Liquid AI releases LFM2-8B-A1B: an expert hybrid on-device with 8.3B parameters and 1.5B active parameters per token
How powerful can sparsity be? 8.3B-Parameters Ministry of Education and ~1.5B active paths Deliver service on your phone without impacting latency or memory? Liquid AI has been released LFM2-8B-A1Ba small Mix of Experts (MoE) model built for on-device execution under tight memory, latency, and energy budgets. Unlike most MoE efforts, which are optimized for cloud batch services, the LFM2-8B-A1B targets mobile phones, laptops, and embedded systems. it shows 8.3B total parameters but only activate ~1.5B parameters per token,use sparse expert routing to preserve small computational paths,while increasing representation capabilities. The model is in LFM Open License v1.0 (lfm1.0)
Understand the architecture
The LFM2-8B-A1B retains the LFM2 “fast backbone” and inserts sparse MoE feedforward blocks to increase capacity without significantly increasing active computing.
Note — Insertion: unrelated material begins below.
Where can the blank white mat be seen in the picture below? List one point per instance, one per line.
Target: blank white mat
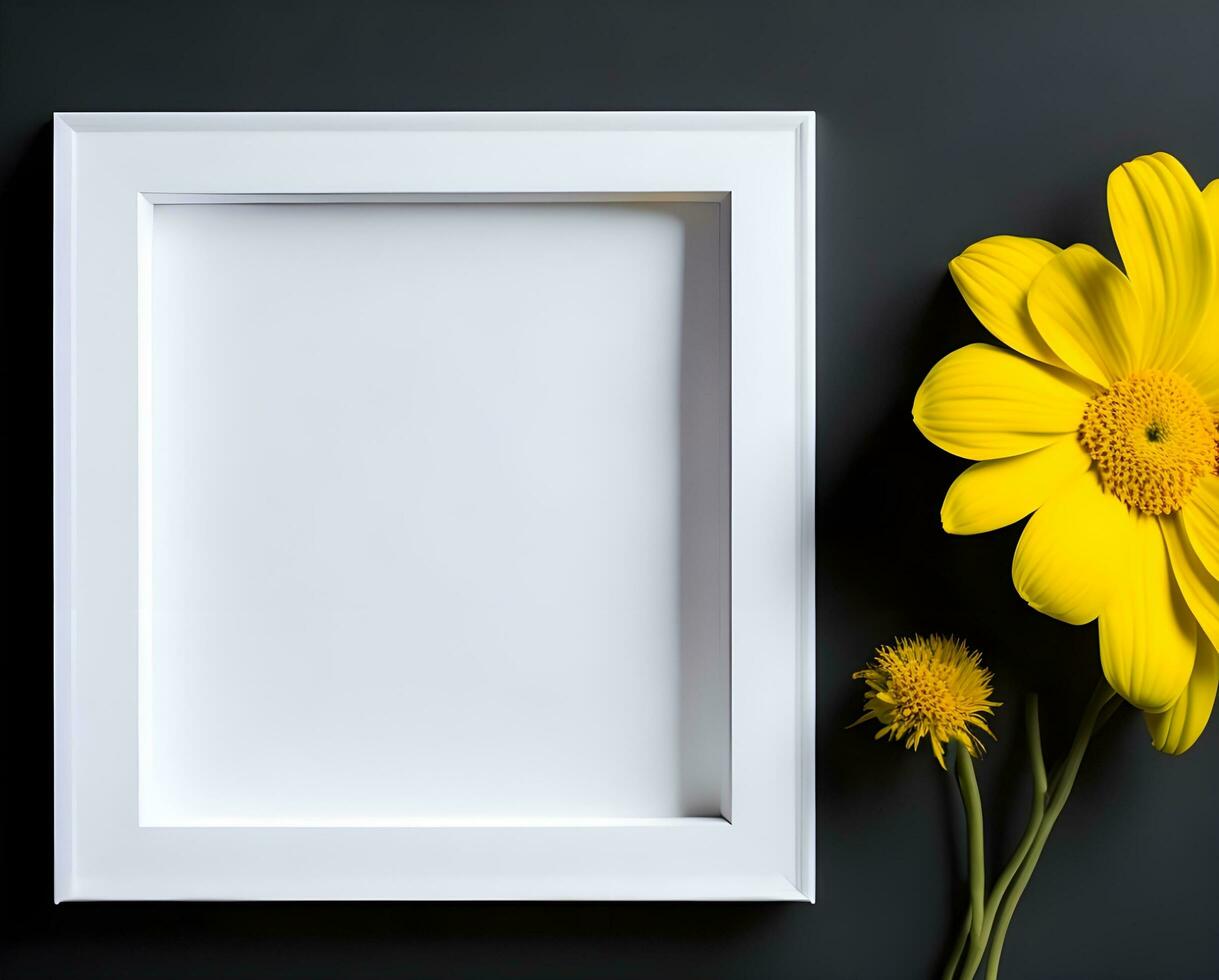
(434, 514)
Backbone network usage 18 gated short convolutional blocks and 6 Grouped Query Attention (GQA) blocks. All layers Except the first two Includes MoE blocks; first two kept dense for stability. Each MoE block definition 32 experts;Router selection Top 4 experts per coin with a Normalized sigmoid gate and Adaptive routing bias Balance the load and stabilize your training. The context length is 32,768 tokens;vocabulary 65,536;Report on pre-training budget ~12T tokens.
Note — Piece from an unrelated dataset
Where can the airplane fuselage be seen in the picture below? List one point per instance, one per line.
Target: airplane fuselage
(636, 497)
This approach enables per-token FLOPs and cache growth to be limited by active paths (attention + four expert MLPs), while the total capacity allows for cross-domain specialization, such as multilingual knowledge, mathematics, and code, use cases that typically regress on very small dense models.

performance signal
Liquid AI reports LFM2-8B-A1B Runs significantly faster than Qwen3-1.7B CPU testing using internal XNNPACK based stack and custom CPU MoE core. Public land coverage Using int8 dynamic activation for int4 quantization exist AMD Ryzen AI 9 HX370 and Samsung Galaxy S24 Ultra. Liquid AI team positions quality as comparable to 3–4B dense modelwhile keeping the active calculation close to 1.5B. No cross-vendor “×-faster” headline multipliers are published; these claims are made based on comparisons of each device to similar active models.
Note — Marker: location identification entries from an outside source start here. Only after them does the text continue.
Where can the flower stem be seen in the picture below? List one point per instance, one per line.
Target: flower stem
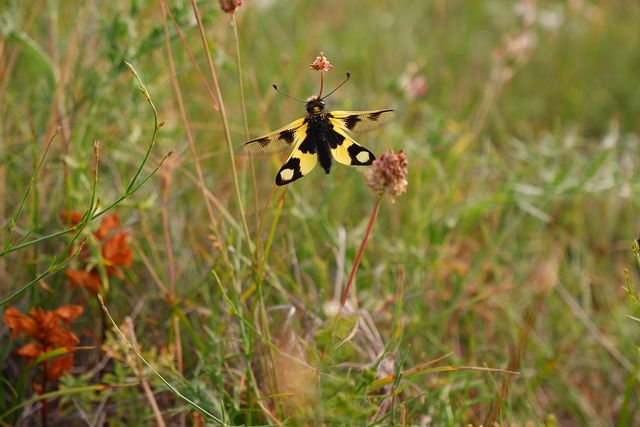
(356, 263)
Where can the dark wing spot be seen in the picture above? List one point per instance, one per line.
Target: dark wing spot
(262, 141)
(310, 143)
(289, 172)
(334, 138)
(287, 135)
(376, 115)
(351, 121)
(360, 156)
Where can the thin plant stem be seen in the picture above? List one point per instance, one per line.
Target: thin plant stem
(352, 276)
(174, 390)
(225, 122)
(356, 262)
(187, 129)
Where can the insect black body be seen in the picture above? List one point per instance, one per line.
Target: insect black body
(320, 138)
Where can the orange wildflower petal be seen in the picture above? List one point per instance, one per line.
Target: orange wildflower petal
(59, 367)
(69, 312)
(107, 224)
(84, 279)
(19, 322)
(61, 338)
(30, 351)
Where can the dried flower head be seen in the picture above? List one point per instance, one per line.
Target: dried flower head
(388, 174)
(46, 332)
(321, 63)
(230, 6)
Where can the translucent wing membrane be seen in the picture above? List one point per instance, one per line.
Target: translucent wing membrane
(276, 141)
(362, 121)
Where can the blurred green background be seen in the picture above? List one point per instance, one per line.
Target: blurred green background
(520, 126)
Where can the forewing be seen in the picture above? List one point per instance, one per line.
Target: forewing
(362, 121)
(347, 151)
(276, 141)
(299, 163)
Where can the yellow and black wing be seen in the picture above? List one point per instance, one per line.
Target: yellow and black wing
(362, 121)
(276, 141)
(344, 148)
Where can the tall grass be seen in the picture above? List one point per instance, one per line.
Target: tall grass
(489, 293)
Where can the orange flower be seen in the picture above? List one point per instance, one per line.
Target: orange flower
(115, 253)
(321, 63)
(46, 332)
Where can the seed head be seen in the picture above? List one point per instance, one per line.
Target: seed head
(229, 6)
(388, 174)
(321, 63)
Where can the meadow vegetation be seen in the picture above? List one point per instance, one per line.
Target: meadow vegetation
(151, 276)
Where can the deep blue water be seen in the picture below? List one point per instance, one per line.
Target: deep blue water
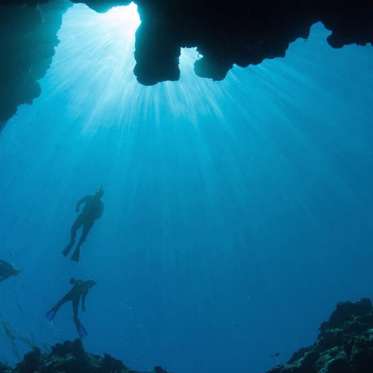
(237, 213)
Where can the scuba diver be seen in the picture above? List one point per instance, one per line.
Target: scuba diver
(7, 270)
(92, 210)
(76, 295)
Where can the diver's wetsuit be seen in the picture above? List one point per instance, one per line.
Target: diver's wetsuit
(6, 270)
(76, 295)
(92, 210)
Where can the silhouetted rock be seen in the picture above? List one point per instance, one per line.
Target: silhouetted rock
(28, 37)
(344, 345)
(241, 32)
(70, 357)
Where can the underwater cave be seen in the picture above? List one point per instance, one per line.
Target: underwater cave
(195, 176)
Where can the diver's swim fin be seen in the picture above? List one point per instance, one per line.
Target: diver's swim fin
(76, 256)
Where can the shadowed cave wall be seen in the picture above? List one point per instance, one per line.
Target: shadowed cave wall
(225, 33)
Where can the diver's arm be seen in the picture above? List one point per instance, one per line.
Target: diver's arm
(80, 202)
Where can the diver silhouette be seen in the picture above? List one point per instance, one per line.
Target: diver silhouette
(76, 295)
(7, 270)
(92, 210)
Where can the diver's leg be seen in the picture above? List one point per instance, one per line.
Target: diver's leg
(86, 228)
(74, 229)
(78, 325)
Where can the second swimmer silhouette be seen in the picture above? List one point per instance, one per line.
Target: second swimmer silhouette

In terms of accuracy, the model card lists the results of 16 benchmarks, including MMLU/MMLU-Pro/GPQA (knowledge), IFEval/IFBench/Multi-IF (instruction following), GSM8K/GSMPlus/MATH500/MATH-Lvl-5 (mathematics), and MGSM/MMMLU (multilingual). These numbers demonstrate competitive instruction compliance and mathematical performance at small model scales and improved knowledge capacity relative to LFM2-2.6B, consistent with the larger total parameter budget.




Deployment and tools
LFM2-8B-A1B ships with Transformers/vLLM for GPU inference and a GGUF build for llama.cpp; the official GGUF repository lists the Q4_0 approximately 4.7 GB most F16 about 16.7GB For local running, while camel.cpp Requires recent build lfm2moe
support(b6709+) to avoid “unknown model schema” errors. Liquid’s CPU Verification Use Q4_0 and int8 dynamic activation exist AMD Ryzen AI 9 HX370 and Samsung Galaxy S24 Ultrawhere LFM2-8B-A1B shows a higher Qwen3-1.7B In similar activity parameter categories; execution torch For mobile/embedded CPU deployment reference.




Main points
- Architecture and routing: LFM2-8B-A1B pairs the LFM2 fast backbone (18 gated short convolutional blocks + 6 GQA blocks) with sparse MoE FFN per layer (all but the first two layers), using 32 experts, with top-4 routing via normalized sigmoid gating and adaptive bias; 8.3B total parameters, approximately 1.5B active per token.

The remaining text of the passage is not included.